# Finding parametrizattion for a Line Integral

#### AbAeterno

I've been asked to evaluate the line integral

$$\displaystyle \int (10x^4 - 2xy^3)dx - 3x^2y^2dy$$

Over the curve

$$\displaystyle x^4 - 6xy^3 - 4y^2 = 0$$

Between the points (0,0) and (2,1).

What I'm trying to do is finding a parametrization x(t) from the given curve and then put that into the integral so I can solve it.

However I can't seem to make it work. I tried solving x for y, so I can say x=t and y is a function of t. Or the other way round would work as well. But the crossterm $$\displaystyle 6xy^3$$ gets in the way. And the powers of both x and y aren't right to use the ABC formula.

Could anyone help me out on what to do here?

Edit: Apologies for the spelling mistake in the thread title. Can't edit it, it seems.

Last edited:

#### Jester

MHF Helper
Can I ask to check on the sign of one of your terms in the integral

i.e. is it $$\displaystyle \int \limits_{c} (10x^4 {\color{red}{+}}\, 2xy^3)dx + 3x^2y^2dy$$

#### AbAeterno

Ah, I did write it down incorrectly, but it's not that either. Correct version is:

$$\displaystyle \int (10x^4 - 2xy^3)dx - 3x^2y^2dy$$

#### Jester

MHF Helper
Ah, I did write it down incorrectly, but it's not that either. Correct version is:

$$\displaystyle \int (10x^4 - 2xy^3)dx - 3x^2y^2dy$$
Note that $$\displaystyle 2xy^3dx + 3 x^2 y^2 dy = d(x^2y^3)$$.

• HallsofIvy

#### AbAeterno

Note that $$\displaystyle 2xy^3dx + 3 x^2 y^2 dy = d(x^2y^3)$$.
Okay. So I can write that down in the integral and get

$$\displaystyle \int 10x^4 dx - d(x^2y^3)$$
But then what? Still doesnt help me find a parametrisation as far I can see. Or is that not what I'm supposed to do?
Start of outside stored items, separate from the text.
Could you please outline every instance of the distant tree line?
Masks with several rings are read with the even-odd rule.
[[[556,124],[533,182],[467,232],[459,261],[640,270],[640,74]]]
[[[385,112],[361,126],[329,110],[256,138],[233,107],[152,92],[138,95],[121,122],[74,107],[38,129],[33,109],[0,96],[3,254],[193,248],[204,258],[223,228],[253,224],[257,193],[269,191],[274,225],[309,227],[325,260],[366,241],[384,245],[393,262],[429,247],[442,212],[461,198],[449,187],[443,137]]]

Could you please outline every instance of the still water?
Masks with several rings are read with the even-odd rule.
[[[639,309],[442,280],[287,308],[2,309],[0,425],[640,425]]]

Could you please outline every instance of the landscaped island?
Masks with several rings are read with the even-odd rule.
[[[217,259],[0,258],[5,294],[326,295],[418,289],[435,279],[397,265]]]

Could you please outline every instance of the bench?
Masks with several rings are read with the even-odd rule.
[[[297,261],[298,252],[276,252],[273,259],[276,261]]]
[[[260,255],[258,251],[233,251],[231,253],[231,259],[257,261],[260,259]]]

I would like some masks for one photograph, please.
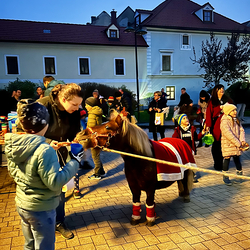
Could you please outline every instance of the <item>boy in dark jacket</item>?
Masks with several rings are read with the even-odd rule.
[[[49,113],[37,102],[21,100],[18,120],[25,134],[5,135],[8,170],[17,184],[16,206],[25,237],[24,249],[54,250],[56,207],[62,186],[77,172],[83,150],[62,169],[55,150],[46,143]]]
[[[205,130],[203,129],[198,135],[195,126],[191,126],[186,114],[181,114],[178,118],[178,126],[174,130],[173,138],[179,138],[187,142],[187,144],[192,148],[194,154],[196,154],[196,141],[199,141]]]
[[[174,130],[173,138],[179,138],[184,140],[194,151],[196,154],[196,141],[199,141],[203,135],[205,134],[205,130],[203,129],[198,135],[196,132],[195,126],[191,126],[186,114],[181,114],[178,118],[178,126]],[[197,172],[194,175],[194,182],[197,182]]]

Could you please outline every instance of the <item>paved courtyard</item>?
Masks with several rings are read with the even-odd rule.
[[[147,131],[147,130],[146,130]],[[250,128],[246,128],[250,143]],[[173,130],[166,130],[169,137]],[[149,134],[152,138],[152,134]],[[201,173],[194,184],[191,202],[178,197],[177,184],[157,190],[156,225],[146,226],[145,194],[142,222],[131,226],[132,196],[123,172],[120,155],[102,152],[107,177],[88,180],[92,171],[80,170],[81,199],[67,193],[66,224],[75,237],[65,240],[56,234],[56,249],[250,249],[250,181],[226,186],[222,177]],[[198,148],[198,167],[213,169],[211,148]],[[250,151],[243,153],[243,173],[250,176]],[[90,161],[92,164],[93,162]],[[15,210],[15,184],[0,167],[0,249],[23,249],[19,216]],[[235,173],[233,163],[230,172]]]

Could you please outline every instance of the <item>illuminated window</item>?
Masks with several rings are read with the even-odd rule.
[[[175,86],[167,86],[166,94],[168,100],[175,100]]]

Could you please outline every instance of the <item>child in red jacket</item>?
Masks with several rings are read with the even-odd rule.
[[[203,129],[198,135],[195,126],[191,126],[186,114],[181,114],[178,118],[178,126],[174,130],[173,138],[179,138],[187,142],[187,144],[192,148],[194,154],[196,154],[196,141],[199,141],[205,130]]]
[[[174,130],[173,138],[179,138],[184,140],[194,151],[196,154],[196,141],[199,141],[203,135],[205,134],[205,130],[203,129],[199,134],[196,132],[195,126],[192,126],[188,120],[186,114],[181,114],[178,118],[178,126]],[[194,174],[194,182],[197,182],[198,172]]]

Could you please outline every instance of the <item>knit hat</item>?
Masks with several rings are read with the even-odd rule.
[[[116,91],[115,92],[115,97],[120,97],[120,96],[122,96],[122,93],[120,91]]]
[[[97,99],[95,97],[93,97],[93,96],[87,98],[85,100],[85,103],[88,104],[91,107],[98,106]]]
[[[234,109],[237,109],[237,107],[233,104],[226,103],[222,106],[222,110],[226,115],[229,115],[230,112],[233,111]]]
[[[85,116],[87,113],[86,113],[86,111],[84,110],[84,109],[81,109],[80,110],[80,116],[82,117],[82,116]]]
[[[45,106],[31,99],[22,99],[17,104],[17,116],[23,130],[35,134],[49,123],[49,112]]]
[[[108,102],[113,102],[115,98],[113,96],[109,96]]]
[[[179,118],[178,118],[178,124],[181,125],[181,120],[183,117],[187,116],[186,114],[181,114],[179,115]]]

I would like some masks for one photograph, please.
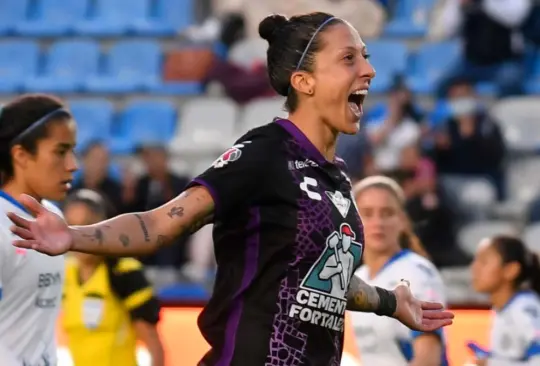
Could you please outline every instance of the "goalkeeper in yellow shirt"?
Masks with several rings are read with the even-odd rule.
[[[72,193],[64,204],[70,225],[93,224],[109,212],[102,196],[86,189]],[[152,366],[164,366],[156,327],[159,310],[139,261],[82,253],[68,259],[62,326],[75,365],[137,366],[140,340]]]

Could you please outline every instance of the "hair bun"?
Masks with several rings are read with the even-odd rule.
[[[259,23],[259,35],[262,39],[271,43],[276,35],[276,31],[284,27],[289,20],[287,17],[280,14],[272,14],[264,18]]]

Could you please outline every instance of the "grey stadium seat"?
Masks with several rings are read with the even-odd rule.
[[[498,102],[490,114],[500,123],[510,149],[535,151],[540,147],[540,98],[508,98]]]
[[[238,126],[240,134],[272,122],[275,117],[286,117],[287,112],[283,108],[284,98],[257,99],[246,105]]]
[[[540,223],[527,226],[523,233],[523,240],[530,250],[540,253]]]
[[[180,155],[211,155],[223,152],[235,138],[238,108],[226,98],[197,98],[181,110],[178,132],[170,150]]]
[[[464,226],[458,233],[458,243],[461,248],[473,255],[476,252],[478,243],[494,235],[517,235],[519,233],[516,225],[509,221],[483,221]]]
Edit: oh wait.. so now I don't need to find a x(t) and y(t) anymore, but an x(t) and x^2y^3(t)?

#### Jester

MHF Helper
Okay. So I can write that down in the integral and get

$$\displaystyle \int 10x^4 dx - d(x^2y^3)$$
But then what? Still doesnt help me find a parametrisation as far I can see. Or is that not what I'm supposed to do?
Since the vector field is conservative, the parameterization doesn't matter. So

$$\displaystyle \int \limits_c 10x^4 dx - d(x^2y^3) = \int \limits_c d(2x^5 - x^2y^3) = \left. 2x^5 - x^2y^3 \right|_{(0,0)}^{(2,1)}$$

• HallsofIvy

#### AbAeterno

Ooh.. I totally didn't see that. Thanks!